3.4 Risk management
Earlier, this course considered what is meant by risk. To recap, assessing risk involves an evaluation of the severity of harm and the likelihood of the risk occurring. The process of evaluating alternative actions and selecting the most appropriate is often called risk management.
Risk management is a practice with processes, methods and tools for managing risks in a project, activity or event. It provides a disciplined environment for decision making to:
- assess continuously what could go wrong (identify risks)
- determine which risks are important to deal with
- implement strategies to deal with those risks.
At this point it is important to note that while the concept of risk, and the idea of risk management, are used in many diverse fields, their meanings differ in different disciplines. When you say you are going to take a risk, you probably mean that you are prepared to take a chance of an adverse consequence in the expectation of a benefit. Implicit in that interpretation is that risk reflects both a likelihood of ‘harm’ and a measure of the consequence. In everyday life, however, it is consequence that may be of greatest concern, rather than likelihood. Commonly people associate risk with some aspect of ‘loss’, which could include a health or environmental impact, but could also involve financial loss, societal loss, loss of equipment or operating capacity, product loss or staff loss. Risk management is the decision-making process involving consideration of political, social, economic and engineering information alongside risk-related information that could be applied to many different situations.
Risk management is proactive – that is, you should have identified your potential hazards in any given situation, evaluated whether they are likely to occur and so have an idea of your risk. If you are evaluating health and safety or environmental impacts, the next stage is to manage that risk to ‘as low as reasonably practicable’ or ALARP, as discussed earlier. This management might include a number of measures to reduce risk, a demonstration that an activity or process is ‘safe’, or an evaluation of whether it is an acceptable risk. However, whether managing the risk of an adverse health impact, a financial risk or perhaps a product risk, it is important to know that any risk is not merely managed ‘once’ – generally, risk management is an ongoing process that is regularly reviewed, and revised either over time or when given new or changed information.

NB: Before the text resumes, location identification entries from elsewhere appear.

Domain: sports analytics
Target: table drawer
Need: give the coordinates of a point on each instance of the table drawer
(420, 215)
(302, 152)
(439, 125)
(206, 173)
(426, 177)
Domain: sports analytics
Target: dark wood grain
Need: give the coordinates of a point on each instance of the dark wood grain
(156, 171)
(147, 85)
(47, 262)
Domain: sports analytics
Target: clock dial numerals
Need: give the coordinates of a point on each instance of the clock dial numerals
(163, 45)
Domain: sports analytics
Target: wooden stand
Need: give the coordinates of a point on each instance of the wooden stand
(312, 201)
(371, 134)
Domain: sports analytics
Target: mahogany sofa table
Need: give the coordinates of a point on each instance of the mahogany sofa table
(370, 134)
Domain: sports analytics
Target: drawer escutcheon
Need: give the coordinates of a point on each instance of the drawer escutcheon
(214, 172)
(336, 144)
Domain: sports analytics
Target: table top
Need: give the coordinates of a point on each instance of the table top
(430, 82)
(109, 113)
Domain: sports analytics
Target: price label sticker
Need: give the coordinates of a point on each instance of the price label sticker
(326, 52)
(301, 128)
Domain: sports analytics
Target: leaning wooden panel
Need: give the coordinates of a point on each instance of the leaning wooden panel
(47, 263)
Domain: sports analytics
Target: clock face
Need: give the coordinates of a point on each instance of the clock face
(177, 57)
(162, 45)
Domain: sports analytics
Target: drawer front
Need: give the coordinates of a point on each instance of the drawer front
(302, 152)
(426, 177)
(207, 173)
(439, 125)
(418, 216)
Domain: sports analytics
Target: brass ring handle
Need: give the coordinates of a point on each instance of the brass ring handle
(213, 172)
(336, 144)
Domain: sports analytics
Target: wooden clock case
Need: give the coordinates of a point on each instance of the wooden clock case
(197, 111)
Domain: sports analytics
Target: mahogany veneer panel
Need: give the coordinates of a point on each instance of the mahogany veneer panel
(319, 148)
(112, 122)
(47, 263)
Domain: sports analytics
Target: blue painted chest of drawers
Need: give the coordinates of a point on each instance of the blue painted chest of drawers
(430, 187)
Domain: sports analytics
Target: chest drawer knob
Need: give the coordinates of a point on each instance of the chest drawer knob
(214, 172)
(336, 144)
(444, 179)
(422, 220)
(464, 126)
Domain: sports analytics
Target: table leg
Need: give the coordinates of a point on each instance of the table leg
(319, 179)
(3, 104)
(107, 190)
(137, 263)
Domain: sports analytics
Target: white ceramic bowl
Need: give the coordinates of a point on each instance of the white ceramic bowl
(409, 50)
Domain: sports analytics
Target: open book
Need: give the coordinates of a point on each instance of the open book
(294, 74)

It is also important to take on board a number of views when managing risk, rather than relying on a single point of information. This may mean consulting with a number of stakeholders.
A stakeholder is anyone who has a ‘stake’ or interest in a risk management situation. Stakeholders typically include groups that are affected or potentially affected by the risk, the risk managers, and groups that will be affected by any efforts to manage the source of the risk. Who the stakeholders are depends entirely on the situation. The objectives, interests and responsibilities of stakeholders may be varied and contradictory. Questions that can help to identify potential stakeholders include the following.

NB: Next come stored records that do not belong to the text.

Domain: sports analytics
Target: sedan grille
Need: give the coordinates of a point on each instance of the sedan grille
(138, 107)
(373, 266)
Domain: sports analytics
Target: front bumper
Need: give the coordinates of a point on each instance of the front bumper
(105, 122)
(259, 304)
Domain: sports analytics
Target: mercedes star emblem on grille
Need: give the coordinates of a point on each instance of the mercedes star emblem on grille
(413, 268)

- Who might be affected by the risk management decision? (Bear in mind that they may not know they are affected.)
- Who has information and expertise that might be helpful?
- Who has been involved in similar risk situations before?
- Who has expressed interest in being involved in similar decisions before?
- Who might reasonably be upset if not included?
Different stakeholders may have different perceptions and concerns. This section has considered hazard, risk and risk perception – it is important to recognise that various opinions will have an impact on how a risk is perceived and how it is managed.